For there is no crime too small for which black fathers and sons may face imminent death. For some, death may merely be a traffic ticket away. And for others, no crime is even necessary. Simply disobeying social expectations, or committing crimes against the social order, can threaten an African-American’s life, if one encounters the wrong officer or wrong neighbor, wearing the wrong hoodie or playing with the wrong toy. For them, their public presence can be a justifiable cause for homicide and their assailant may not even face trial.

So as the death toll rises, the leading cause of death for black males aged 10-24 fails to shock anyone – it’s homicide. But you might be surprised to know that doctors are doing little to nothing about it.

In the wake of Sandy Hook, the response from physicians, and pediatricians in particular, was astounding. But as boys who could be my sons and men who could be my father, lie in the street, week after week, the medical profession is silent and I’m frankly appalled.

These deaths should weigh on every physician’s professional conscience. They rip into the very fabric of our degree and challenge the meaning of practices essential to modern medicine – harm reduction and disease prevention. If we, as a field, fail to even acknowledge the lives lost, let alone devise systematic interventions, at a certain point, we fail to honor the oath of our practice and to serve the core of our professional obligations.

Targeted police violence against African-Americans is a public health problem and it uniquely affects children. Yet to this date, there has been no public statement on behalf of the American Academy of Pediatrics, or any other professional medical association to my knowledge, recognizing the tragic deaths of African-American men and boys across this nation. So while my lone voice is hardly sufficient, I offer these words as a part of my professional responsibility to care for the lives of all my patients, big and small.
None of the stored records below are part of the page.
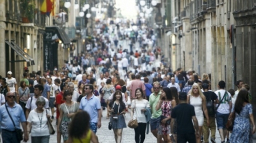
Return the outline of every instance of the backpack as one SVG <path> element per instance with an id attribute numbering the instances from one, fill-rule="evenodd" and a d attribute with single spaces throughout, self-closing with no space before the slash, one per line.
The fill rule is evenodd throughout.
<path id="1" fill-rule="evenodd" d="M 211 94 L 209 94 L 207 96 L 205 96 L 206 108 L 207 109 L 208 115 L 209 117 L 214 117 L 215 115 L 215 112 L 214 110 L 213 101 L 212 100 Z"/>

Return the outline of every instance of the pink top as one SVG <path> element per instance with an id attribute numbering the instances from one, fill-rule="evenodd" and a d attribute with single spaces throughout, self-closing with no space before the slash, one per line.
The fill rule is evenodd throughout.
<path id="1" fill-rule="evenodd" d="M 136 79 L 131 82 L 131 85 L 130 87 L 130 91 L 131 90 L 131 93 L 130 93 L 131 98 L 136 98 L 135 90 L 137 88 L 141 88 L 143 91 L 146 90 L 144 82 L 139 79 Z"/>

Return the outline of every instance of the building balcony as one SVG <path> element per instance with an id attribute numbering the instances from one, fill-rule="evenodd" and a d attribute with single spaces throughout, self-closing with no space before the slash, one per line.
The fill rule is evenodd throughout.
<path id="1" fill-rule="evenodd" d="M 207 0 L 207 10 L 215 11 L 216 1 L 215 0 Z"/>
<path id="2" fill-rule="evenodd" d="M 181 18 L 186 17 L 186 10 L 183 10 L 181 12 Z"/>

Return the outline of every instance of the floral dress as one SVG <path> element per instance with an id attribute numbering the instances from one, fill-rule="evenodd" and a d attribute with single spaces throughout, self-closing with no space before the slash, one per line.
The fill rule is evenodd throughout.
<path id="1" fill-rule="evenodd" d="M 163 101 L 161 105 L 162 109 L 162 115 L 167 117 L 171 116 L 171 101 Z M 170 125 L 167 124 L 162 124 L 159 125 L 158 129 L 158 134 L 167 135 L 170 133 Z"/>
<path id="2" fill-rule="evenodd" d="M 234 106 L 231 112 L 234 112 Z M 229 142 L 232 143 L 251 142 L 249 141 L 250 134 L 250 114 L 252 114 L 252 106 L 247 104 L 242 108 L 240 114 L 236 113 L 234 128 Z"/>
<path id="3" fill-rule="evenodd" d="M 60 109 L 63 111 L 62 120 L 60 123 L 60 131 L 62 134 L 63 140 L 67 141 L 68 139 L 68 126 L 72 119 L 68 117 L 68 114 L 75 113 L 79 109 L 78 104 L 75 102 L 72 106 L 68 106 L 65 103 L 62 103 Z"/>
<path id="4" fill-rule="evenodd" d="M 115 91 L 115 87 L 114 87 L 114 86 L 110 86 L 109 87 L 104 86 L 102 88 L 102 91 L 104 91 L 103 99 L 109 99 L 109 97 L 112 94 L 112 91 Z"/>

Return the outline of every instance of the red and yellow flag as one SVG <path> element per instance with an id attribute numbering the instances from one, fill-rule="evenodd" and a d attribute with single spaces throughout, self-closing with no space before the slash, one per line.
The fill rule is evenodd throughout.
<path id="1" fill-rule="evenodd" d="M 41 6 L 41 13 L 49 17 L 54 7 L 54 0 L 44 0 Z"/>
  • The toll police killings take on black families, including those not directly involved in the events of violence, matters and the chronic stress it generates may adversely affect family dynamics, community safety, and the mental and physical health of African-Americans of all ages.
  • Adolescents, both male and female, commonly participate in risk-taking behaviors as a part of their development as youth. Those same behaviors can have significant and lasting costs for African-Americans, as they may suffer higher rates of arrest, incarceration, and death.
  • Efforts should be taken on behalf of physicians caring for black families to discuss the toll police killings have on health. If there is concern for impending danger, appropriate referrals to local authorities and community organizations should be sought on behalf of the physician, nurse, or medical staff.
  • Preventative health screening guidelines for children and adults should include risks of gun violence, including police violence.
  • Training will be needed for physicians to appropriately discuss these concerns with families, screen youth for risk behaviors, and refer at-risk individuals to further services.
  • Funding for clinical interventions to address police killings should also support local organizations that work to decrease community violence.
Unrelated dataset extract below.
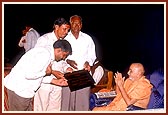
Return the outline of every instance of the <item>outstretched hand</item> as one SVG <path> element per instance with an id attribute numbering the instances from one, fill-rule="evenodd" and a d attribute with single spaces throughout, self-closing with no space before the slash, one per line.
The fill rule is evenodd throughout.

Too many parents tuck their children into bed, only to worry that tomorrow, their curious 10-year-old may be the victim of police-related violence because the combination of a growth spurt and black skin threatened their life. Too many physicians either don’t know that, or don’t care. Because I’d have to imagine that if we knew and cared, we’d be doing something very different in medicine.

This is my plea for us to do something different. Silence is not okay. This is our responsibility, just as it is for all Americans to re-think what these deaths mean for our society. Because if this legacy of violence isn’t weighing on everyone’s conscience, we are all doing something wrong.